# EAST ICDAR 2015 Colab Setup

This notebook helps you upload, verify, and inspect your ICDAR 2015 dataset for EAST training using Colab's file upload widget.

**Steps:**
1. Import required libraries
2. Upload your zipped `data/icdar2015` folder
3. Extract and organize files
4. Verify folder structure
5. List files in train, test, split
6. Load and display sample data

In [None]:
# 1. Import Required Libraries
import os
import shutil
from IPython.display import display, Image
from google.colab import files

## 2. Set Up File Upload Widget
Use the widget below to upload your zipped `data/icdar2015` folder (e.g., `icdar2015.zip`).

In [None]:
# 3. Upload Data Folder via Colab
uploaded = files.upload()

# Assume the user uploads 'icdar2015.zip'
import zipfile
for fname in uploaded.keys():
    if fname.endswith('.zip'):
        with zipfile.ZipFile(fname, 'r') as zip_ref:
            zip_ref.extractall('.')
        print(f"Extracted {fname}")
        # Move to data/icdar2015 if needed
        if os.path.exists('icdar2015'):
            if not os.path.exists('data'):
                os.makedirs('data')
            shutil.move('icdar2015', 'data/icdar2015')
            print("Moved 'icdar2015' to 'data/icdar2015'")

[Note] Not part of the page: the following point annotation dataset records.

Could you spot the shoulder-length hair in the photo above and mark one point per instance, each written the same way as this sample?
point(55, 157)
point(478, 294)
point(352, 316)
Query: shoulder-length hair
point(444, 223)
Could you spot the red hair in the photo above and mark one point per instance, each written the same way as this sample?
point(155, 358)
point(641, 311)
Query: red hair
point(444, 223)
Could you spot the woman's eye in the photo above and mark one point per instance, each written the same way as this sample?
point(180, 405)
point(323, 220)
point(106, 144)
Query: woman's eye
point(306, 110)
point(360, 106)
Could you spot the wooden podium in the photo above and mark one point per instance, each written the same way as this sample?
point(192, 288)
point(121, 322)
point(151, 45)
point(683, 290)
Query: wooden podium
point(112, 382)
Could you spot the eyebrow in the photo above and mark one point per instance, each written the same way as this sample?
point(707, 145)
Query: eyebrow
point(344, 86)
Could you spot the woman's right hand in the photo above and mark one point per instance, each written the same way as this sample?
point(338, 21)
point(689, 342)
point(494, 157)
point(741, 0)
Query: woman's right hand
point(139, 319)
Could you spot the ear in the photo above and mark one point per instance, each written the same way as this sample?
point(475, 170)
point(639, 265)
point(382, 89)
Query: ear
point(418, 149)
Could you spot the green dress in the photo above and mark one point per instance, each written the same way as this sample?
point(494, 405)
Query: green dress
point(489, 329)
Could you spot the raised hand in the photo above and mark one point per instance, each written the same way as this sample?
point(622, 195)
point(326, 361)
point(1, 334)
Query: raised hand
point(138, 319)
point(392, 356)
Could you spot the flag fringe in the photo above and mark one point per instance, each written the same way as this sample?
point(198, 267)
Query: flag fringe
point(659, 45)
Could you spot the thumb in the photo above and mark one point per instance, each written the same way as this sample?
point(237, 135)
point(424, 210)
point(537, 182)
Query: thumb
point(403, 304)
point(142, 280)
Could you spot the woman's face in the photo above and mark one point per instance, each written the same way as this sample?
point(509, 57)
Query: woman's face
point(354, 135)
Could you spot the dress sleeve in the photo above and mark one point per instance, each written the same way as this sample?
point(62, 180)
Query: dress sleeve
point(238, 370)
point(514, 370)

## 4. Verify Uploaded Folder Structure
Check that the extracted folder contains the expected subdirectories: train, test, splits.

In [None]:
# Check folder structure
base_dir = 'data/icdar2015'
expected_dirs = ['train', 'test', 'splits']
for d in expected_dirs:
    path = os.path.join(base_dir, d)
    print(f"{d}: {'Exists' if os.path.exists(path) else 'Missing'}")

## 5. List Files in Train, Test, and Splits Directories
Display the files found in each directory to confirm successful upload.

In [None]:
import os

def list_files_in_dir(dir_path):
    if os.path.exists(dir_path):
        files = os.listdir(dir_path)
        print(f"Files in {dir_path}:")
        for f in files:
            print(f"  {f}")
        print()
    else:
        print(f"Directory {dir_path} does not exist.\n")

base_dir = '/content/icdar2015'  # Update if your extraction path differs
train_dir = os.path.join(base_dir, 'train')
test_dir = os.path.join(base_dir, 'test')
splits_dir = os.path.join(base_dir, 'splits')

list_files_in_dir(train_dir)
list_files_in_dir(test_dir)
list_files_in_dir(splits_dir)


## 6. Display Sample Data from Train Directory
Load and display a sample image and its annotation from the train directory to verify data integrity.

In [None]:
import cv2
import matplotlib.pyplot as plt

# Find a sample image and its annotation in the train directory
image_files = [f for f in os.listdir(train_dir) if f.lower().endswith(('.jpg', '.png', '.jpeg'))]
annotation_files = [f for f in os.listdir(train_dir) if f.lower().endswith('.txt')]

if image_files:
    sample_image = image_files[0]
    img_path = os.path.join(train_dir, sample_image)
    img = cv2.imread(img_path)
    img_rgb = cv2.cvtColor(img, cv2.COLOR_BGR2RGB)
    plt.figure(figsize=(8, 8))
    plt.imshow(img_rgb)
    plt.title(f"Sample Image: {sample_image}")
    plt.axis('off')
    plt.show()
    
    # Display corresponding annotation if exists
    ann_name = os.path.splitext(sample_image)[0] + '.txt'
    if ann_name in annotation_files:
        ann_path = os.path.join(train_dir, ann_name)
        with open(ann_path, 'r') as f:
            annotation = f.read()
        print(f"Annotation for {sample_image}:")
        print(annotation)
    else:
        print(f"No annotation found for {sample_image}.")
else:
    print("No image files found in train directory.")